Pokal für nachhaltige Arbeitswege
Mobilsiegel für 22 Unternehmen

Unternehmen, die ihre Dienst- und Arbeitswege durch JobTickets oder Radförderungen besonders klimafreundlich gestalten, werden mit dem Mobilsiegel der Freiburger Verkehrs AG (VAG) ausgezeichnet. In diesem Jahr waren es insgesamt 22 Unternehmen, die geehrt wurden. Bei der Vergabefeier am Freitag, den 22. November erhielten zehn Firmen das Siegel zum ersten Mal, zwölf wurden erneut ausgezeichnet.

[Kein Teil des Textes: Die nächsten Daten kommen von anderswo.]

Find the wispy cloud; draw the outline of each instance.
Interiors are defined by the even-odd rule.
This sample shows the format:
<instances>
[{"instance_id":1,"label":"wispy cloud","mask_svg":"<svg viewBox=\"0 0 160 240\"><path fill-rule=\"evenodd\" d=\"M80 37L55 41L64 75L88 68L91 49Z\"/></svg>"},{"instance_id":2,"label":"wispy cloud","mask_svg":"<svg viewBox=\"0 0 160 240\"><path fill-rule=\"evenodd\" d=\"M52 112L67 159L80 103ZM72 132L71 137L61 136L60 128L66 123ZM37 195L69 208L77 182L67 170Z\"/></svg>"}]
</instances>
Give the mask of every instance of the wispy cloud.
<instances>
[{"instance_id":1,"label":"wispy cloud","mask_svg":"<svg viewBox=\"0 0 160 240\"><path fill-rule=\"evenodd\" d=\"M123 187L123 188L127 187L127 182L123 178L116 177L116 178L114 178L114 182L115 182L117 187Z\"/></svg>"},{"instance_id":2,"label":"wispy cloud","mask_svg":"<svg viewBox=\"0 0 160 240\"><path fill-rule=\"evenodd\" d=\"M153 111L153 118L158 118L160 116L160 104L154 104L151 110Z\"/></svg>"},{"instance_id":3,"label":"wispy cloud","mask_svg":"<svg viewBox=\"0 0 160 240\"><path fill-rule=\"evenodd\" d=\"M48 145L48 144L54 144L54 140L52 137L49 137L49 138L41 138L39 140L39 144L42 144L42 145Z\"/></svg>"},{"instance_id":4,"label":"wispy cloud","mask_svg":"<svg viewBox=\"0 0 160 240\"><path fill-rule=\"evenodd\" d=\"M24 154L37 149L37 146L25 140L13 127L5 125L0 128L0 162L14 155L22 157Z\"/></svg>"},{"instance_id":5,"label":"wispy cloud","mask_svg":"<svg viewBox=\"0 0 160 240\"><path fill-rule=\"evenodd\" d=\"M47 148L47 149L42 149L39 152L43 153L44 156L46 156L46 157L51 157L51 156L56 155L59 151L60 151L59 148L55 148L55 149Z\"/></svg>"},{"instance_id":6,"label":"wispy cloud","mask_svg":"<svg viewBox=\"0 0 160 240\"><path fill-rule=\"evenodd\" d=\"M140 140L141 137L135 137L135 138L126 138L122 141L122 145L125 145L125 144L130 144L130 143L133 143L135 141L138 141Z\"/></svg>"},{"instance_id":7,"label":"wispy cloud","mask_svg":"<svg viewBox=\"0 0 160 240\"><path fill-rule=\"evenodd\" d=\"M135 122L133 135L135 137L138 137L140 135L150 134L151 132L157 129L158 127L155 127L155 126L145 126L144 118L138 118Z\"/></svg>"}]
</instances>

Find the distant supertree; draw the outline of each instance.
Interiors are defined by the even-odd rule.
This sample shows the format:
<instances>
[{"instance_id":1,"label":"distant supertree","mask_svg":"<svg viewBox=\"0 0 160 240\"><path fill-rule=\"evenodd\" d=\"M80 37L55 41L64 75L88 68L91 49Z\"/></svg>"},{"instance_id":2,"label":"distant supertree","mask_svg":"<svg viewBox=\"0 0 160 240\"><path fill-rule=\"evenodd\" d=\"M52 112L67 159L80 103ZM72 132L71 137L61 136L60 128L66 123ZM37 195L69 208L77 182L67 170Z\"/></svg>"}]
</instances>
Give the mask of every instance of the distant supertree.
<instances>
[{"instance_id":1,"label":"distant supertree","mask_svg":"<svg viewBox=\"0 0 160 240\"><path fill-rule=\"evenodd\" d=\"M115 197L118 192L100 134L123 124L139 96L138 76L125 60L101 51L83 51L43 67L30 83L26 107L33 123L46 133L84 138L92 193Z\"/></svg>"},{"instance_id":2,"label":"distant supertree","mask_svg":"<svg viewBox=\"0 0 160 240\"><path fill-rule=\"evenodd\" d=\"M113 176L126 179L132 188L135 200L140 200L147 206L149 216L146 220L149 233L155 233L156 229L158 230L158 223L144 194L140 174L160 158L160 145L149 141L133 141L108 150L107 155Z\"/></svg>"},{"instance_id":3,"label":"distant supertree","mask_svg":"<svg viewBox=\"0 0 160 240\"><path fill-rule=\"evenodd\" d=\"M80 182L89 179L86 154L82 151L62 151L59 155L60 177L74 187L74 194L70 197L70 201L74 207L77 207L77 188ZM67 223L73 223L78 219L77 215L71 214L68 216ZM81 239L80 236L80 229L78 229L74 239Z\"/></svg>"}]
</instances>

Oberbürgermeister Martin Horn, Landrat Christian Ante und der Erste Landesbeamte des Landkreises Emmendingen, Hinrich Ohlenroth, lobten das Engagement der Unternehmen für eine zukunftsfähige Mobilität.
Austausch zu nachhaltiger Mobilität
Bereits vor der Verleihung konnten sich die Unternehmen über ihre Ideen und Konzepte austauschen. VAG-Vorstand Oliver Benz bewertet die große Zahl an Teilnehmer*innen als klares Signal:
Gerade in Zeiten des Fachkräftemangels werden attraktive Mobilitätsangebote zunehmend zu einem Wettbewerbsvorteil.
Oliver Benz, VAG-Vorstand
Nachhaltige Mobilität könne laut Landrat Ante unterschiedlich gestaltet werden: "Je nach Standort, Größe und Struktur setzen die Unternehmen auf ganz verschiedene Maßnahmen, von Carsharing über JobTickets bis hin zu E-Mobilität oder Radförderung."
Einige Unternehmen erhielten das Mobilsiegel nicht zum ersten Mal. Ohlenroth lobte dieses Engagement, nachhaltige betriebliche Mobilität sei zunehmend in der Region verankert: "Die Unternehmen leisten damit einen wichtigen Beitrag zur Reduzierung verkehrsbedingter Emissionen", so Ohlenroth.
Ein Symbol für Transformation
Die Mobilsiegel-Trophäen selbst sollen ein Zeichen der Tranformation und Innovation sein: Sie wurden wie in den Vorjahren von Auszubildenden der VAG aus Reststücken alter Schienen gefertigt.
Hintergrund: Was ist das Mobilsiegel?
Das Mobilsiegel wird von der Freiburger Verkehrs AG im Auftrag der Stadt Freiburg und in Kooperation mit den Landkreisen Emmendingen und Breisgau -Hochschwarzwald vergeben. Die Auszeichnung würdigt Unternehmen, die sich durch vorbildliche Konzepte zur Förderung nachhaltiger Mobilität hervorheben, wie der Umbau auf nicht -fossile Treibstoffe, die Unterstützung der Nutzung von öffentlichen Verkehrsmitteln für den Dienst- und Arbeitsweg oder eine attraktive Infrastruktur für die Nutzung von Fahrrädern durch Mitarbeitende . Eine Rezertifizierung ist nach drei Jahren möglich.